Voici le texte en question:
"La guerre de 14, je ne l'ai pas connue. Je veux dire, la tranchée boueuse, l'humidité qui transperce les os, les gros rats noirs en pelage d'hiver qui se faufilent entre des détritus informes, les odeurs mélangées de tabac gris et dʼexcréments mal enterrés, avec, pour couvrir le tout, un ciel métallique uniforme qui se déverse à intervalles réguliers comme si Dieu nʼen finissait plus de sʼacharner sur le simple soldat.
Cʼest cette gare là que je nʼai pas connue.

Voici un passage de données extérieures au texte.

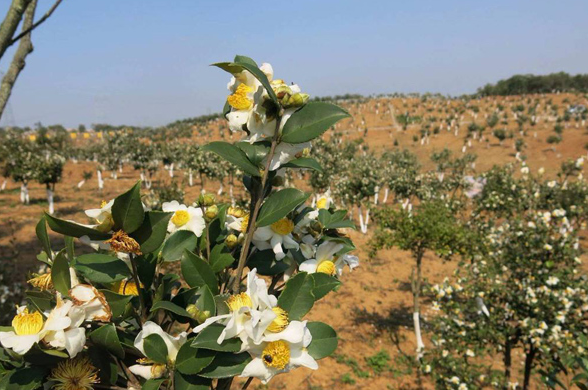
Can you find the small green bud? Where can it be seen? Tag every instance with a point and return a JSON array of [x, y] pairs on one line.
[[197, 314], [211, 211]]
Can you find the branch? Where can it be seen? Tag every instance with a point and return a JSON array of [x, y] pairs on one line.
[[36, 24], [10, 23], [25, 48]]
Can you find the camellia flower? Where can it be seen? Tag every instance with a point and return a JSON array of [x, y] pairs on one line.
[[173, 344], [74, 374], [280, 353], [184, 218], [63, 327], [92, 301], [103, 216], [325, 260], [274, 236], [28, 330], [242, 307]]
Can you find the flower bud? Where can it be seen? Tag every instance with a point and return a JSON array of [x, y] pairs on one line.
[[206, 200], [211, 211], [197, 314], [231, 241]]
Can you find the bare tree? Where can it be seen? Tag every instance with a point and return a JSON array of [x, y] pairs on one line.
[[19, 11]]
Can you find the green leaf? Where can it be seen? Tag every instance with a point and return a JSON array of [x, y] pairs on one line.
[[232, 154], [254, 152], [205, 301], [155, 348], [297, 298], [69, 248], [152, 384], [220, 258], [106, 337], [279, 204], [190, 382], [266, 263], [323, 284], [197, 272], [60, 273], [73, 229], [152, 231], [245, 63], [174, 246], [337, 220], [304, 162], [117, 302], [171, 307], [311, 121], [26, 378], [192, 360], [207, 339], [127, 210], [324, 340], [99, 268], [42, 235], [226, 365]]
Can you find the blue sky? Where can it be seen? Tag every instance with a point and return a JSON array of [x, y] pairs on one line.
[[145, 62]]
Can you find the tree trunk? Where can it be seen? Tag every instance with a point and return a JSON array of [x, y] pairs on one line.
[[528, 367], [416, 293], [25, 47], [10, 24], [50, 199], [507, 361]]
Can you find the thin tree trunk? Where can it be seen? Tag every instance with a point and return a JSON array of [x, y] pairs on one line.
[[416, 293], [25, 47], [507, 361], [528, 367], [10, 23]]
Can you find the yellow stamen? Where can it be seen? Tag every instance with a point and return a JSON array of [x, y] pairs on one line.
[[42, 282], [327, 267], [245, 223], [280, 322], [322, 203], [239, 99], [126, 287], [121, 242], [74, 374], [26, 323], [237, 301], [276, 354], [180, 218], [283, 226]]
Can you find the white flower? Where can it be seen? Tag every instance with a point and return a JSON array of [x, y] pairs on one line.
[[276, 236], [173, 345], [103, 216], [241, 308], [28, 330], [184, 218], [326, 262], [64, 329], [280, 353]]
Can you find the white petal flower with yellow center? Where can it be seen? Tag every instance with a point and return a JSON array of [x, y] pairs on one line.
[[64, 329], [241, 307], [184, 218], [28, 330], [173, 344], [326, 261], [276, 236], [280, 353]]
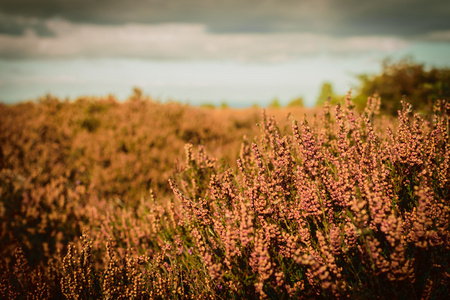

Jʼai quitté mon village de Dordogne le jour de la mobilisation. Mon grand-père a couvert ma fuite de la maison de famille dans le silence du petit matin, pour éviter d’inutiles effusions. Jʼai chargé mon paquetage dans la carriole du vieil André. À la cadence du balancement de la croupe de sa jument brune, nous avons pris la direction de Lalinde. Ce nʼest que dans la descente de la gare qu’il sʼest décidé à me dire : « Ne pars pas trop longtemps mon garçon, ça va être une sacrée année pour les cèpes. »
À Lalinde, une dizaine de petits moustachus endimanchés dans leur vareuse se laissaient étreindre par des mères rougeaudes, en larmes. Comme je regardais le vieil André s’éloigner, un gros joufflu aux yeux comme des billes sʼest approché timidement de moi.
C’était Chabrol, un gars de Clermont-de-Beauregard que je nʼavais pas revu depuis la communale. Il était là, seul, sans famille, sans adieux. Il redoutait de prendre le train pour la première fois, s’inquiétait des changements. Pour se rassurer, il tirait à petite gorgée sur une gourde accrochée à sa ceinture. C’était un mélange d’eau-de-vie de prune et de monbazillac. Il y en avait trois litres dans son sac, trois litres pour trois semaines de guerre, puisqu'on lui avait dit qu'on leur mettre la pâtée en trois semaines, aux Allemands. Ce gros communiant qui sentait un drôle de vin demain de messe s’installa à côté de moi pour ne plus me quitter des yeux."